If the coefficients have not been computed yet, this method will call compute_ema_coefficients() to generate them.
- Returns:
- Damping factor / P-th order coefficient. Shape: (size, num_heads, 1)
- Previous timestep weight / Q-th order coefficient. Shape: (size, num_heads, 1)
- Return type: Tuple[torch.Tensor, torch.Tensor]
################# Examples
>>> ema_module = MultiHeadDampedEMA(size=128, num_heads=4)
>>> damping, prev_weight = ema_module.get_ema_coefficients()
>>> print(damping.shape) # Output: torch.Size([128, 4, 1])
>>> print(prev_weight.shape) # Output: torch.Size([128, 4, 1])
reset_parameters(val: float = 0.0, std1: float = 0.2, std2: float = 1.0) → None
Reset module parameters.
This method initializes the parameters of the MultiHeadDampedEMA module using a normal distribution.

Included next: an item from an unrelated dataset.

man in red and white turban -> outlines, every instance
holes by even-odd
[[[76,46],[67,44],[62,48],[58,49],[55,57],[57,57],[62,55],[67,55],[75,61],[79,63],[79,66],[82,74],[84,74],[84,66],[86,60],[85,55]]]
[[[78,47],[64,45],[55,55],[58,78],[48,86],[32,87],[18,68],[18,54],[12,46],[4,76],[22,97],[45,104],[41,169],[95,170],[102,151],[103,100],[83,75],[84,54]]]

It sets the damping and decay factors, the EMA expansion matrix, the kernel projection matrix, and the residual weight.
- Parameters:
- val – Initialization value for the parameters.
- std1 – Standard deviation for the damping and decay factors.
- std2 – Standard deviation for the kernel projection matrix and residual weight.
################# Examples
>>> ema = MultiHeadDampedEMA(size=10, num_heads=4)
>>> ema.reset_parameters(val=0.1, std1=0.3, std2=0.5)
########## NOTE The parameters are initialized in-place, and this function does not return any value. Use this method to reinitialize the model parameters, especially before training.